Beyond his work, Carson cares about the people he serves, and he exhibits a consistently positive attitude.  I don’t know if he truly enjoys his work, but you wouldn’t know it if he didn’t.  He is consummately kind to the students and teachers in the hallway.  And as a result, he is well-liked and respected by everyone who has met him.  Last Christmas, he bought me a Rhonda Vincent CD because he knew how much I like Alison Krauss, and we do not have any sort of gift exchange program here.  He’s just like that.  He’ll leave notes on my desk randomly, always encouraging in some way.  The guy serves well — with breadth and depth.

Here’s a glimpse of a card he wrote for me last week: “Thank you for allowing me to serve you these past 2+ years.  I hope you will be accepting my work during this school year as well… Remember that a man’s true strength is wisdom, and you should share it freely…”  Then the card concludes with a beautiful, lengthy prayer for me to be a great teacher this year.  He could be the school chaplain and minister less. Amazing.

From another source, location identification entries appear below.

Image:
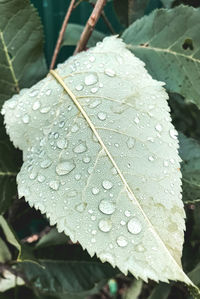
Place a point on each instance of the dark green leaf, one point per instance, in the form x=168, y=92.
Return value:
x=168, y=42
x=22, y=61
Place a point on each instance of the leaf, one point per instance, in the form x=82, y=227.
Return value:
x=190, y=154
x=73, y=33
x=22, y=60
x=130, y=10
x=168, y=42
x=67, y=278
x=4, y=252
x=100, y=159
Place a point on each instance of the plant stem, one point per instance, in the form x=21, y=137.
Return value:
x=90, y=26
x=62, y=31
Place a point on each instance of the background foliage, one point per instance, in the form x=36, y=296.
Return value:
x=27, y=243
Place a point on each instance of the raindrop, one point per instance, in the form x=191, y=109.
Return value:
x=130, y=142
x=65, y=167
x=107, y=185
x=107, y=206
x=105, y=225
x=102, y=115
x=54, y=185
x=80, y=148
x=91, y=79
x=134, y=226
x=121, y=241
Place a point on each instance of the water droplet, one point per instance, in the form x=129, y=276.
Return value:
x=95, y=190
x=130, y=142
x=127, y=213
x=107, y=206
x=80, y=148
x=36, y=105
x=91, y=79
x=62, y=143
x=79, y=87
x=26, y=119
x=65, y=167
x=107, y=185
x=121, y=241
x=110, y=72
x=173, y=133
x=102, y=115
x=105, y=225
x=45, y=163
x=54, y=185
x=134, y=226
x=158, y=128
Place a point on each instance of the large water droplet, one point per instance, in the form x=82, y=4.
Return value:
x=105, y=225
x=107, y=206
x=91, y=79
x=80, y=148
x=130, y=142
x=65, y=167
x=121, y=241
x=134, y=226
x=107, y=185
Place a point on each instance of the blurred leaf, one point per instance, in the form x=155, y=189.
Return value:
x=22, y=60
x=161, y=291
x=73, y=33
x=130, y=10
x=168, y=42
x=67, y=278
x=134, y=291
x=53, y=238
x=190, y=167
x=4, y=252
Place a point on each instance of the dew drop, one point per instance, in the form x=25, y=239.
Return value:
x=107, y=185
x=121, y=241
x=102, y=115
x=107, y=206
x=65, y=167
x=130, y=142
x=54, y=185
x=91, y=79
x=134, y=226
x=105, y=225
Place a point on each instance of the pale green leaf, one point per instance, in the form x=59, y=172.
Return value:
x=73, y=33
x=168, y=42
x=22, y=60
x=101, y=160
x=190, y=167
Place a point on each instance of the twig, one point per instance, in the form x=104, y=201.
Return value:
x=90, y=26
x=62, y=31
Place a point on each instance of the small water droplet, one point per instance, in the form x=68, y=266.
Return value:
x=134, y=226
x=91, y=79
x=107, y=206
x=80, y=148
x=130, y=142
x=102, y=115
x=65, y=167
x=105, y=225
x=107, y=185
x=54, y=185
x=121, y=241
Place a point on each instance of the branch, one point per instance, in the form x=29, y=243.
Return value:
x=90, y=26
x=62, y=31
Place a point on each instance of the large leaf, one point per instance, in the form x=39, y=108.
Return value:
x=21, y=47
x=101, y=160
x=190, y=154
x=67, y=278
x=168, y=42
x=73, y=33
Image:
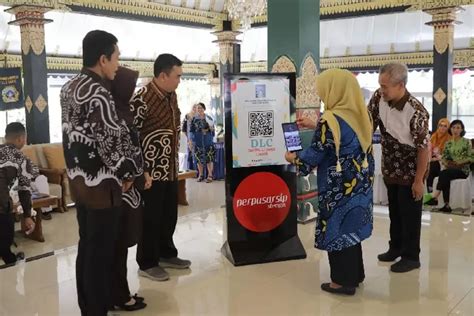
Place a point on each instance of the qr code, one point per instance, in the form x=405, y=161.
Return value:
x=261, y=124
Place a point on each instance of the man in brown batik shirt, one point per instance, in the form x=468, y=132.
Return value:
x=403, y=123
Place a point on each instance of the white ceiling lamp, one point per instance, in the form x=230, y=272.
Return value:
x=245, y=10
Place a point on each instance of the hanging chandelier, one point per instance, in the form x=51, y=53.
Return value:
x=245, y=10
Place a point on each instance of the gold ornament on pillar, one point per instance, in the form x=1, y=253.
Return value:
x=32, y=35
x=215, y=84
x=226, y=40
x=31, y=20
x=284, y=64
x=443, y=23
x=306, y=93
x=443, y=38
x=440, y=96
x=41, y=103
x=28, y=104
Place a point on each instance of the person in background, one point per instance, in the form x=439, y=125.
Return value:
x=438, y=141
x=403, y=123
x=14, y=165
x=341, y=149
x=202, y=131
x=457, y=157
x=122, y=89
x=186, y=129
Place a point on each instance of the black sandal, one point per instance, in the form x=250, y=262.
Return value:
x=139, y=304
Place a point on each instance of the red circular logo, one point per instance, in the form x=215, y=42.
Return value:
x=262, y=202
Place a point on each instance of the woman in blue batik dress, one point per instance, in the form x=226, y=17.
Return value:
x=202, y=135
x=341, y=149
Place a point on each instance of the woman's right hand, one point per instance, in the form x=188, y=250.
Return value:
x=306, y=122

Unfortunately, guys like Carson don’t make the news.  They are not heralded on stage.  they don’t win awards, and they are not on the cover of a magazine.  Ever.  And yet, it’s not that they need fame.  They are living richly without fame.  It’s just a shame that more people don’t have the privilege of witnessing a humble life well-lived.

One of my old buddies from high school has become famous.  He has hosted Saturday Night Live twice, is on the cover of Rolling Stone this month with three gorgeous women, and has won some Emmy Awards and Golden Globes in the last few years.  I even saw him on a huge ad on the side of a bus last week.  He is THE rising male star in Hollywood, best known for his portrayal of Don Draper in the hit show Mad MenJon Hamm is a great guy.  He’s talented, intelligent, funny, good-looking, charming, and athletic.  He is kind to people and is quite “down-to-earth,” by all accounts.  I am happy for his success.

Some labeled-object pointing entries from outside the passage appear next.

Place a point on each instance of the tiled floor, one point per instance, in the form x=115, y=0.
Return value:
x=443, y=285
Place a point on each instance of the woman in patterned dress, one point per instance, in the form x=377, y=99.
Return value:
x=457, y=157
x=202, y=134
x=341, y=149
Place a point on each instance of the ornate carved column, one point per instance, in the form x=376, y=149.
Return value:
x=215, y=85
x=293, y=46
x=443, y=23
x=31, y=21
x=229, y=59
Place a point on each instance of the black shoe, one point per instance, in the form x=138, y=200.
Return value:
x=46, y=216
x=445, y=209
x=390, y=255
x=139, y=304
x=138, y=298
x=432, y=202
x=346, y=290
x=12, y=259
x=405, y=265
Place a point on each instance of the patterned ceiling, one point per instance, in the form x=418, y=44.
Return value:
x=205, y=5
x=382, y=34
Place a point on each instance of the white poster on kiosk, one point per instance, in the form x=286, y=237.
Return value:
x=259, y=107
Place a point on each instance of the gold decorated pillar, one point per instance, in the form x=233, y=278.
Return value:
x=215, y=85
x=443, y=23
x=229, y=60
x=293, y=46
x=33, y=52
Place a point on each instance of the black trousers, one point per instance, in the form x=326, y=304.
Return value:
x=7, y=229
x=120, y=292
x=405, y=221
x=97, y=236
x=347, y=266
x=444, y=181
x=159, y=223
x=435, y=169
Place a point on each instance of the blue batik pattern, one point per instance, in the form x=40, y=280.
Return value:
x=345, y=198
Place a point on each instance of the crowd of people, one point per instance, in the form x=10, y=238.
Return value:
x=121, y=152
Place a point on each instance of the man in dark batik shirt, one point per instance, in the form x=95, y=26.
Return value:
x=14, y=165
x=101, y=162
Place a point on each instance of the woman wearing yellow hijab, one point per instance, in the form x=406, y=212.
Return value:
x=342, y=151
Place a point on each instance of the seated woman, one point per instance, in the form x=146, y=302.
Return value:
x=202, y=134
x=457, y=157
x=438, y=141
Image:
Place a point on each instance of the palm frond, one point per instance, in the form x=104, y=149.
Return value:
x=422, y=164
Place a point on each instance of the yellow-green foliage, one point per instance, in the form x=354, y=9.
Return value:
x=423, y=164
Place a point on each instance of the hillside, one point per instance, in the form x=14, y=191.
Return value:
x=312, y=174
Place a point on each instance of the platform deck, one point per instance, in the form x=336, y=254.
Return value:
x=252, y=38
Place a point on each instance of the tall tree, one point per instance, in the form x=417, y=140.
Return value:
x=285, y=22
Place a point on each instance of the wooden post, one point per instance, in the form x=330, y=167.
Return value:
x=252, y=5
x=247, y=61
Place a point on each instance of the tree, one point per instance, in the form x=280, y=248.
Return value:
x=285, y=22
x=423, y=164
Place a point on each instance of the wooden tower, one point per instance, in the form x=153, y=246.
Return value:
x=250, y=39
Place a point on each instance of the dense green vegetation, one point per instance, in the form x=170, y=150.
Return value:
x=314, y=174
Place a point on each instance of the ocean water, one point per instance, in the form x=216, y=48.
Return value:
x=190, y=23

I just wish that guys like Carson could get as much attention.  It’s one of life’s injustices.  Occasionally, a humble saint comes along who garners attention, such as Mother Teresa, but it’s rare.  Instead, we get less.  Pick a celebrity — any of them — and I’ll take Carson as my role model instead.

So, how do I get my son to see things my way?  How do I get some of my students to see through the media madness and recognize that the real role models are usually hidden around us?  I have an idea, but no real solution to this dilemma.

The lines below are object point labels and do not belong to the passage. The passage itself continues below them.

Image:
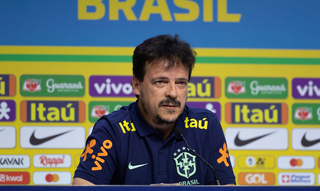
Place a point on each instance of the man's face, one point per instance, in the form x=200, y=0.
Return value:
x=163, y=92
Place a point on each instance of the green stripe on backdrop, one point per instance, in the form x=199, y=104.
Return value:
x=200, y=59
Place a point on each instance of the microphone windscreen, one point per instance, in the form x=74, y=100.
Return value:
x=178, y=131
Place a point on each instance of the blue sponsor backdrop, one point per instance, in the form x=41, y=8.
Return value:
x=285, y=24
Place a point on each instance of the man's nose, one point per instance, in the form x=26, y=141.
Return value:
x=171, y=90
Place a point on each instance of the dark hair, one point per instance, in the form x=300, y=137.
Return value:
x=171, y=48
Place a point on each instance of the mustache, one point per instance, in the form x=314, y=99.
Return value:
x=170, y=101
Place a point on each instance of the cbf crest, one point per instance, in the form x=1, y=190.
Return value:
x=185, y=162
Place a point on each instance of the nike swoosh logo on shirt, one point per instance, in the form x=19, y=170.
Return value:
x=308, y=143
x=131, y=167
x=36, y=141
x=240, y=142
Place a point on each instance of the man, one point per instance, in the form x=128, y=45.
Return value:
x=136, y=145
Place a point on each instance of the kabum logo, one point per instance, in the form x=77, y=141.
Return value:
x=185, y=163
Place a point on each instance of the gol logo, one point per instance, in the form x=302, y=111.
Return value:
x=52, y=178
x=296, y=162
x=256, y=178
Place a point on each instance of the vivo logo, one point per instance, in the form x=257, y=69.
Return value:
x=306, y=88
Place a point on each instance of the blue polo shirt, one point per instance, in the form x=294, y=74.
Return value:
x=124, y=149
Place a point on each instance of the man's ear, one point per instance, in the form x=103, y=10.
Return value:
x=135, y=85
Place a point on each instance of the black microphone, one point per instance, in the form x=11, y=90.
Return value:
x=178, y=131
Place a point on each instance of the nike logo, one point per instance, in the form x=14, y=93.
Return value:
x=131, y=167
x=36, y=141
x=240, y=142
x=307, y=143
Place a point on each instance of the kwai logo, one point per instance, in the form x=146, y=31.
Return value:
x=257, y=113
x=31, y=85
x=307, y=113
x=7, y=110
x=306, y=88
x=7, y=85
x=238, y=87
x=52, y=85
x=204, y=87
x=100, y=108
x=52, y=111
x=110, y=86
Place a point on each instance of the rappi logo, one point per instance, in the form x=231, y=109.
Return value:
x=303, y=113
x=52, y=178
x=236, y=87
x=257, y=113
x=32, y=85
x=99, y=110
x=52, y=111
x=296, y=162
x=14, y=178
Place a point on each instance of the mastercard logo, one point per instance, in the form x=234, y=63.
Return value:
x=296, y=162
x=52, y=178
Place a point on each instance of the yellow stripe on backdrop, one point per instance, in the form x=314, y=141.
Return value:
x=220, y=70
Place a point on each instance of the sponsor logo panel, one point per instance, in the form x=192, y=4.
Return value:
x=204, y=87
x=211, y=106
x=258, y=161
x=7, y=110
x=240, y=87
x=52, y=137
x=52, y=85
x=306, y=138
x=52, y=161
x=306, y=113
x=99, y=108
x=51, y=177
x=256, y=113
x=256, y=178
x=110, y=86
x=257, y=138
x=14, y=161
x=7, y=85
x=52, y=111
x=7, y=137
x=306, y=88
x=296, y=162
x=302, y=178
x=233, y=161
x=14, y=178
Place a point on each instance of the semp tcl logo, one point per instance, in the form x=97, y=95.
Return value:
x=14, y=178
x=52, y=161
x=302, y=178
x=256, y=178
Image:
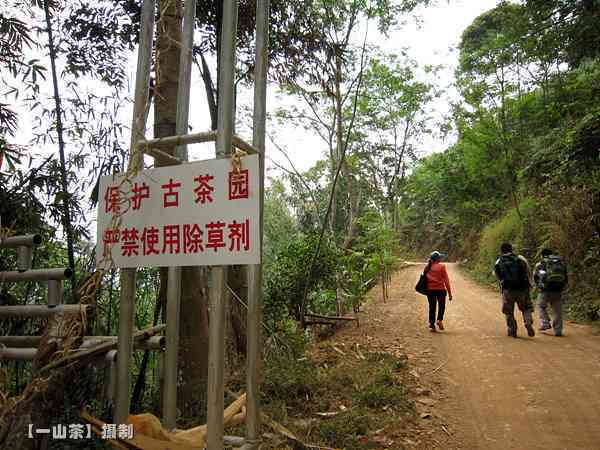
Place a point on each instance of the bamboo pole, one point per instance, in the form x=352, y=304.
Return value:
x=254, y=317
x=99, y=349
x=216, y=354
x=185, y=76
x=24, y=258
x=36, y=275
x=27, y=240
x=172, y=348
x=149, y=146
x=153, y=343
x=127, y=300
x=7, y=312
x=17, y=354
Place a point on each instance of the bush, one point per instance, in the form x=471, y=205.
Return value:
x=345, y=429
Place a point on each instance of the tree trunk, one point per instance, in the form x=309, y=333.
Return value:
x=193, y=339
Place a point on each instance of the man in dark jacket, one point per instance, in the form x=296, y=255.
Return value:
x=513, y=273
x=550, y=275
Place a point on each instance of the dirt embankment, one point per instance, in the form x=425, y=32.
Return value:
x=478, y=388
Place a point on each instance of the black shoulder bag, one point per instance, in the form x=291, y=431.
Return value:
x=421, y=286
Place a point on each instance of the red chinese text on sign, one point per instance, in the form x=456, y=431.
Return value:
x=215, y=237
x=239, y=236
x=171, y=197
x=181, y=215
x=130, y=244
x=150, y=241
x=109, y=237
x=171, y=242
x=111, y=199
x=204, y=190
x=139, y=193
x=192, y=238
x=238, y=184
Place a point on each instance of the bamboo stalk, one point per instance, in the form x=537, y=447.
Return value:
x=150, y=146
x=159, y=154
x=330, y=317
x=101, y=348
x=37, y=275
x=153, y=343
x=17, y=354
x=27, y=240
x=7, y=312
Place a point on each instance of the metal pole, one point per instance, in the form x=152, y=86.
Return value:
x=216, y=353
x=24, y=258
x=172, y=348
x=127, y=299
x=111, y=373
x=174, y=276
x=55, y=292
x=253, y=357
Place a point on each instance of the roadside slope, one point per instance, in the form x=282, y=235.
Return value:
x=482, y=389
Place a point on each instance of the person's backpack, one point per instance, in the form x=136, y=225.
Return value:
x=555, y=277
x=512, y=272
x=421, y=286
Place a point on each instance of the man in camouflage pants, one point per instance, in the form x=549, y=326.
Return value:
x=513, y=273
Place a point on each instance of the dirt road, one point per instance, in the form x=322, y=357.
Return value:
x=490, y=391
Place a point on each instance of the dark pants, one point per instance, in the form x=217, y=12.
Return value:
x=436, y=298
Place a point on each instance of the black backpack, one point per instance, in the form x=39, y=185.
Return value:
x=512, y=272
x=553, y=273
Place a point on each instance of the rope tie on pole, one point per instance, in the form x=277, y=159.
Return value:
x=236, y=160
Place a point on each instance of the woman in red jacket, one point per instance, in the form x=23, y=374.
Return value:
x=437, y=286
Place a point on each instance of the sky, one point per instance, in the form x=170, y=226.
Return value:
x=432, y=41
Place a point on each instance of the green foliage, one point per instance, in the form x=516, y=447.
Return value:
x=286, y=282
x=526, y=163
x=345, y=429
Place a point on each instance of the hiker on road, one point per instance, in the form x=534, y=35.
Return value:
x=513, y=273
x=438, y=284
x=550, y=275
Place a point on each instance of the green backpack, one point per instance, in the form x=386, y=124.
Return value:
x=555, y=276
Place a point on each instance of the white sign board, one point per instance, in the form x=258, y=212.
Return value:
x=197, y=214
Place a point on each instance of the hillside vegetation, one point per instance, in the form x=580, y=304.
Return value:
x=526, y=166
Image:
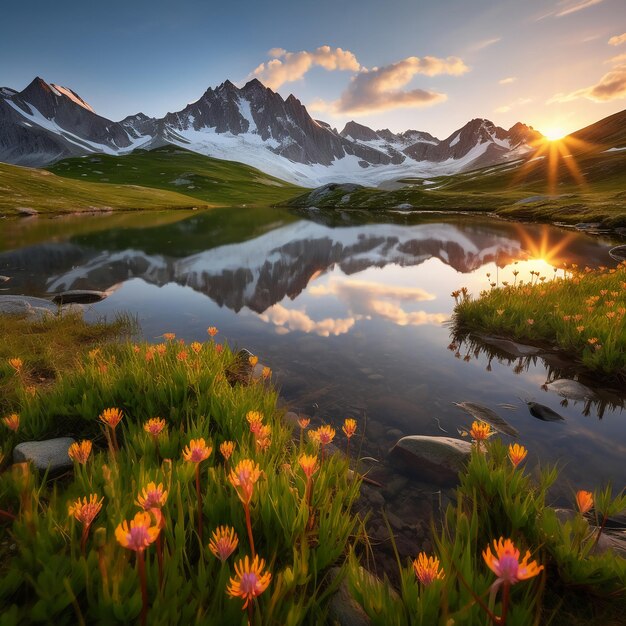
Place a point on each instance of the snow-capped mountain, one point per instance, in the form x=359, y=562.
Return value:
x=252, y=124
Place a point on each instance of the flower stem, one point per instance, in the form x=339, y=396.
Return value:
x=246, y=507
x=144, y=590
x=199, y=494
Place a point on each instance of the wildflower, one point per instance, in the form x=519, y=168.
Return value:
x=197, y=451
x=85, y=511
x=427, y=569
x=243, y=478
x=517, y=454
x=349, y=427
x=226, y=448
x=480, y=431
x=80, y=451
x=506, y=564
x=223, y=542
x=584, y=500
x=154, y=426
x=249, y=580
x=111, y=417
x=12, y=421
x=308, y=463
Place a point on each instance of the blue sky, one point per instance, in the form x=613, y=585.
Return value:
x=403, y=64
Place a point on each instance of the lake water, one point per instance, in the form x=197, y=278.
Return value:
x=350, y=311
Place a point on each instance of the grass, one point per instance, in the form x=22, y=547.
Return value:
x=66, y=571
x=581, y=313
x=521, y=190
x=49, y=349
x=213, y=181
x=23, y=187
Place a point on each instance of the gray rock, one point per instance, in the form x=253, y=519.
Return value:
x=49, y=454
x=436, y=459
x=79, y=296
x=571, y=389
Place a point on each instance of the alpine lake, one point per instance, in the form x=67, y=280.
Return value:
x=351, y=312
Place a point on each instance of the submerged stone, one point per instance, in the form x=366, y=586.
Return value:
x=50, y=454
x=436, y=459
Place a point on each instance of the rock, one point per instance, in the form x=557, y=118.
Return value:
x=510, y=347
x=50, y=454
x=79, y=296
x=571, y=389
x=618, y=253
x=438, y=459
x=26, y=211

Perhaps it’s just a matter of being the best role model I can be, and then pointing out the good qualities I see in all sorts of people around me.  I can point to the good characteristics of Jon Hamm, as well as the good qualities of Carson, the night janitor.  I can lead the way for the kids in my care, and pray that in the long run, they will come back to what I taught them.  Maybe I can’t shine a spotlight globally, the way the media can, but I can shine a spotlight for the kids near me every day.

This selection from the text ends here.